The action sports photographer on learning her trade by chance, shooting sharks by holding her breath and having big respect for feminine women who rip
I got my first Kodak instamatic camera for Christmas when I was 4 years old. My mum was constantly taking photos of us and my dad was a keen skateboarder so we had fun shooting on the skate ramp he made in our back yard. My mum would shoot photos and my dad, myself and my brother were her subjects. I don’t think I was that interested in shooting when I was really young but was so used to my parents constantly snapping that I developed the eye before the interest was really sparked.
We moved around a lot as a family, following the surf in Cornwall. I shot my first surf photo of my dad when I was 9 years old. He had just got a new board shaped and I had discovered getting pics developed myself with my pocket money. The first proper camera was my mum’s Nikon F1 which she gave me when I started showing a real interest at 11 years old.
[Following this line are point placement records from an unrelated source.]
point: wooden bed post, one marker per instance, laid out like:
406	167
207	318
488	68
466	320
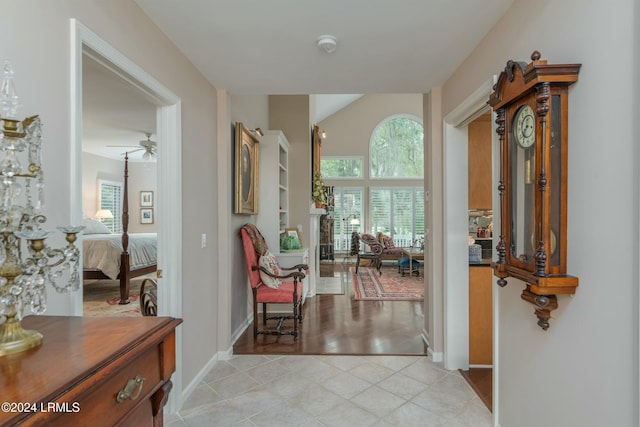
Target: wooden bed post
125	280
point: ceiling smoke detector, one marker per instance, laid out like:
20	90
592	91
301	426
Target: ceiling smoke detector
327	44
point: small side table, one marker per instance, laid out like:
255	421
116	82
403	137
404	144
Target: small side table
412	254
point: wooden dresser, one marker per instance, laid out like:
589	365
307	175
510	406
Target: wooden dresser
90	371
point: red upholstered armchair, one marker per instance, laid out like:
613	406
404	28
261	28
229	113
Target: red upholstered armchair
270	284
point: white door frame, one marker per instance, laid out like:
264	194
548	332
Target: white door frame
456	205
169	172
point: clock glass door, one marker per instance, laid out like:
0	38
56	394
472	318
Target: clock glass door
523	194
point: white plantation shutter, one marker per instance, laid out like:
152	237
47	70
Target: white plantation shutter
347	201
110	197
398	212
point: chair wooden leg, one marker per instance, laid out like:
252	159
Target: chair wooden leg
255	318
264	313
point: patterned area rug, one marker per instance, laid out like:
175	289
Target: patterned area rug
101	298
391	286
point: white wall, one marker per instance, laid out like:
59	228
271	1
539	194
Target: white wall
37	41
583	371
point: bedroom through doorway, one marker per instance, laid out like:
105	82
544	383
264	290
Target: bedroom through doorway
119	159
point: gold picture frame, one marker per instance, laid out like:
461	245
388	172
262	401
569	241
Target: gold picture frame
247	155
288	245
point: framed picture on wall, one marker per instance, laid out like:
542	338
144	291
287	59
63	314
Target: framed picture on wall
246	173
146	199
146	216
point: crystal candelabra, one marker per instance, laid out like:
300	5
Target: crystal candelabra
27	264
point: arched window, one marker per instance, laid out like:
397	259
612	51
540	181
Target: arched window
397	149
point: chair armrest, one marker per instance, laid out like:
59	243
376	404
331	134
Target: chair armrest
299	267
296	275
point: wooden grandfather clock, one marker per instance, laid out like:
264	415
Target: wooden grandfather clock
531	104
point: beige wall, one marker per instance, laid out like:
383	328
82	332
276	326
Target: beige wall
37	41
349	134
583	371
253	112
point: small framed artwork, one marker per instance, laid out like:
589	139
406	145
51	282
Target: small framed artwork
246	173
291	241
146	216
146	199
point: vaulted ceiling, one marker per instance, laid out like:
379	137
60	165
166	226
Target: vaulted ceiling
258	47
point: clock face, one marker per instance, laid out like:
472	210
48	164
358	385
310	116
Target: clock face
524	127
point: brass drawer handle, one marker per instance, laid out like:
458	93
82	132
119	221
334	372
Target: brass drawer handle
133	385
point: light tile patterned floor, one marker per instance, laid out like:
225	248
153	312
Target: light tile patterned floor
350	391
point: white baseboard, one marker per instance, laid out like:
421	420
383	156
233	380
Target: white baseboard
241	329
190	388
434	356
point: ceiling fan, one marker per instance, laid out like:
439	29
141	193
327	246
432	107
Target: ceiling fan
149	146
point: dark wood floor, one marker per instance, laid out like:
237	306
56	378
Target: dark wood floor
338	324
481	379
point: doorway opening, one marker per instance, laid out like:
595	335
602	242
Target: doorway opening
169	173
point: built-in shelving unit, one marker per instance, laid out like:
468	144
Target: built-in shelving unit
273	199
283	165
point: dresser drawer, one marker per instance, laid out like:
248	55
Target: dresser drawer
114	393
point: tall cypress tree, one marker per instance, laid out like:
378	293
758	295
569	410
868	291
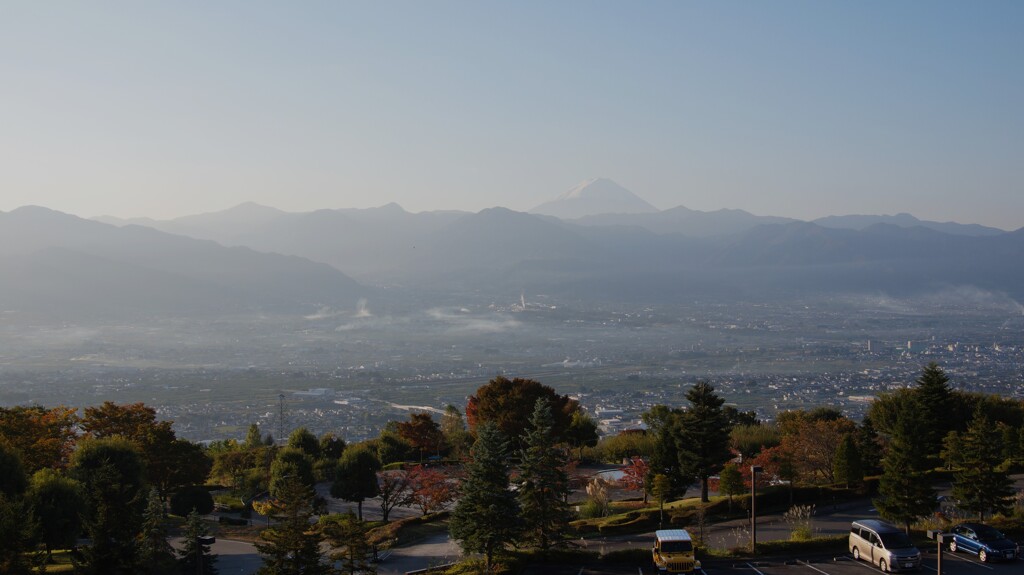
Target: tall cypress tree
978	484
293	544
848	468
544	483
156	557
936	401
702	437
486	517
904	493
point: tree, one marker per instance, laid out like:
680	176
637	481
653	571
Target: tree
194	551
303	440
582	432
392	490
292	546
702	437
291	463
193	498
43	438
355	478
636	476
348	534
904	492
16	528
543	483
937	403
55	502
111	474
430	490
848	468
979	484
486	516
423	433
730	482
156	557
509	404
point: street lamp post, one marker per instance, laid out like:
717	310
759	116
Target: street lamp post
755	470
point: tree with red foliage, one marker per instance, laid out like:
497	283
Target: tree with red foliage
509	403
635	476
422	432
431	490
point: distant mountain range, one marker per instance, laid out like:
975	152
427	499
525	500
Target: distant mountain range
257	258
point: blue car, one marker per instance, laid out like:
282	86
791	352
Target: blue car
982	540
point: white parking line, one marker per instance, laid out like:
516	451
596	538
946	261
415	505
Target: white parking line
756	570
807	564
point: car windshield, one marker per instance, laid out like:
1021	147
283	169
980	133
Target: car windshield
986	533
676	546
896	540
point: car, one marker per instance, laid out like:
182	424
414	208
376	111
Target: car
985	541
883	544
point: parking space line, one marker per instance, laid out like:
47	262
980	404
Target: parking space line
808	564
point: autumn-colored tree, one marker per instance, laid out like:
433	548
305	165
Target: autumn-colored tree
393	490
423	433
43	438
812	442
431	490
509	404
635	476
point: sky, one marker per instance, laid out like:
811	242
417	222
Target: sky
800	108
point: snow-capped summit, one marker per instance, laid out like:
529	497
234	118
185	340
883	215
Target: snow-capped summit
590	197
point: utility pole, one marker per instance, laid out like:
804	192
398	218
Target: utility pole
281	417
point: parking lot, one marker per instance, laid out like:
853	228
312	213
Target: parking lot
958	564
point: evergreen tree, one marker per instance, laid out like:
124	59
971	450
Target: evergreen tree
292	546
544	483
702	437
348	534
355	478
869	446
156	557
486	517
56	503
730	482
936	401
111	473
904	492
979	485
194	549
848	467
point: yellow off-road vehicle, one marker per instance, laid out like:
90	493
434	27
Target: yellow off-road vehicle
673	551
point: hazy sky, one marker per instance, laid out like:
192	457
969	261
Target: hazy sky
782	107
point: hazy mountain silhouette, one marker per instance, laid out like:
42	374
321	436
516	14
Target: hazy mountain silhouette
599	195
138	267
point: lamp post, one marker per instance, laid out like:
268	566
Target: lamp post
755	470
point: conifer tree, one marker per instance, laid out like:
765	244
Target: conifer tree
979	485
486	517
730	482
544	483
848	466
156	557
702	436
348	534
194	549
904	492
292	545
After school, I studied art and in the evenings studied photography. In the summer I took off overseas for a break before applying to Central St. Martin’s the following year. But I discovered scuba diving and within no time at all had got myself a job as an underwater photographer in Cyprus and then Turkey and Egypt. After 4 years working at dive schools summer and winter, I decided to give skiing a go and ended up scuba diving (!) with a job taking people under the ice in the ski resort of Tignes, France.
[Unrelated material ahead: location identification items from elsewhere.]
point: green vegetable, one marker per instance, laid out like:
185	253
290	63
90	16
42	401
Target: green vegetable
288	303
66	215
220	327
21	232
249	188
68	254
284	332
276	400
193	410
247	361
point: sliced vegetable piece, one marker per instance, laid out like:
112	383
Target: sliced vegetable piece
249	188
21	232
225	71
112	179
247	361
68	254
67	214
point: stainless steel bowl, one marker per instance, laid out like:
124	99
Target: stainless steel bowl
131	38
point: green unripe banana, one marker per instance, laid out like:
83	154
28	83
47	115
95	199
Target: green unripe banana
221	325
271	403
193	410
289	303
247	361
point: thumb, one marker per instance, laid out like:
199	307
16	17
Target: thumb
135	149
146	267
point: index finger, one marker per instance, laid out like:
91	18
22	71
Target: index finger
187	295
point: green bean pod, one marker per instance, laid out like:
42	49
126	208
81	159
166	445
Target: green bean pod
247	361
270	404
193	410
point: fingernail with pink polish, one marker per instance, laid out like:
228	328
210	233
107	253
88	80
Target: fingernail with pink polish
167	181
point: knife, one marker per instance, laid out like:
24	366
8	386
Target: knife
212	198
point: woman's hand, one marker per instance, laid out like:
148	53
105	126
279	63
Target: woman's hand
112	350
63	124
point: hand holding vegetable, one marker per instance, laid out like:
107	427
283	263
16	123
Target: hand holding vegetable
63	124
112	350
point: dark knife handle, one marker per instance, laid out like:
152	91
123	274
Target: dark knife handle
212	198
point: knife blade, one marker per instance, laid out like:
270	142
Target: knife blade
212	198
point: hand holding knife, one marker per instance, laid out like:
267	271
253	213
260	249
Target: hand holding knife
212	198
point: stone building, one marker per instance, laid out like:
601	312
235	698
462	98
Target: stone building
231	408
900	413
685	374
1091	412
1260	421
In Tignes I got my first video camera and started following a more film orientated route. At 26 years old I finally decided to re-apply to university and study Film & Sport Science. I put down my stills camera for a few years while I was studying between London and Australia and did various filming and production jobs more of a doco style. After uni I got involved with Guido Perrini and Warren Smith in Verbier, Switzerland in making ski action films. Filming, editing and directing took over for several years. But I did continue shooting photos mainly of skiers. Now I shoot everything from skiing to surfing, free diving, travel, culture, weddings, portraits, you name it!
I have been sporty all my life, swimming competitively for years and as a child did gymnastics, ballet, and tap to a good level. I got into skateboarding and bmx for a while and then during my mid to late teens I got more into the gym and kick boxing. After school, I started scuba diving, skiing, surfing and paragliding. Now my main sports are skiing, free diving, down hill mountain biking and recently ice hockey, road biking and paddle boarding.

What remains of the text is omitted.